Pakistani politician

Haji Muhammad Ghufran Khan is a Pakistani politician from Sheikh Jana in Swabi District, Khyber Pakhtunkhwa. Senator Ghufran is the senior vice-chairman of the Qaumi Watan Party (QWP) and has held several political positions, including serving as a member of the Senate of Pakistan from 2006 to 2012, and as a caretaker provincial minister in the Government of Khyber Pakhtunkhwa in 2023.

== Early Political Career ==

=== Local Government ===

Ghufran Khan began his political career in local governance in Khyber Pakhtunkhwa:

- Member of the District Council, Mardan and Swabi from 1979 to 1991.
- Chairman of the District Council Swabi for six months in 1992.

== Senate of Pakistan (2006–2012) ==
Ghufran Khan was elected as a Senator in March 2006, representing Khyber Pakhtunkhwa under the Pakistan People's Party Sherpao (PPP‑S), and served until March 2012.

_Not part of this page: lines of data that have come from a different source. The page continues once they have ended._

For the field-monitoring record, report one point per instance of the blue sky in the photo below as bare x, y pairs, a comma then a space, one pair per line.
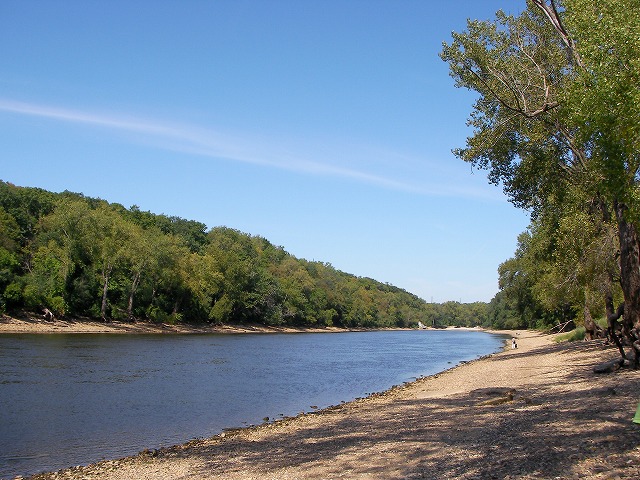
324, 126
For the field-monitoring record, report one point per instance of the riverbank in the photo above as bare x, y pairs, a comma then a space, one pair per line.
31, 324
537, 412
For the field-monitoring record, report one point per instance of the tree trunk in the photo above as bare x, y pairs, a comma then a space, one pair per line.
593, 330
134, 286
629, 277
106, 273
612, 321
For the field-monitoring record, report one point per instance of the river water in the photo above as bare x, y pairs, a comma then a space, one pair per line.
75, 399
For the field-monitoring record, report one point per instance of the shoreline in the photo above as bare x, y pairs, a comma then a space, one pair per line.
35, 325
536, 412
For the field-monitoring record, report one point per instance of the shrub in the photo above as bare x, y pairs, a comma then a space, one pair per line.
572, 336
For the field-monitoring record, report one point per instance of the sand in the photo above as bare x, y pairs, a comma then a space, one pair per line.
537, 412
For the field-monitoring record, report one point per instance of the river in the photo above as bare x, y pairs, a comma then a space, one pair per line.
72, 399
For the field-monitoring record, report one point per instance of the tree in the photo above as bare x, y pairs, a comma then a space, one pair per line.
541, 125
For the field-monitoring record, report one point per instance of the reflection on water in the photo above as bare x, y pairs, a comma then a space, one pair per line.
75, 399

== Ministry (2023) & Political Activity ==
After completing his Senate term, Ghufran Khan continued involvement in regional and provincial politics:

- Qaumi Watan Party (QWP): Ghufran Khan holds a senior leadership role in the party, serving as senior vice-chairman and being recognized as one of its key leaders in Khyber Pakhtunkhwa.
- Caretaker Provincial Minister (January 2023): Appointed to the caretaker provincial cabinet in Khyber Pakhtunkhwa. Notably, Ghufran Khan was the only minister who declined all salaries, allowances, staff, and official residences during his tenure.

== Regional Influence ==
Ghufran Khan's political base is in Swabi District, Khyber Pakhtunkhwa.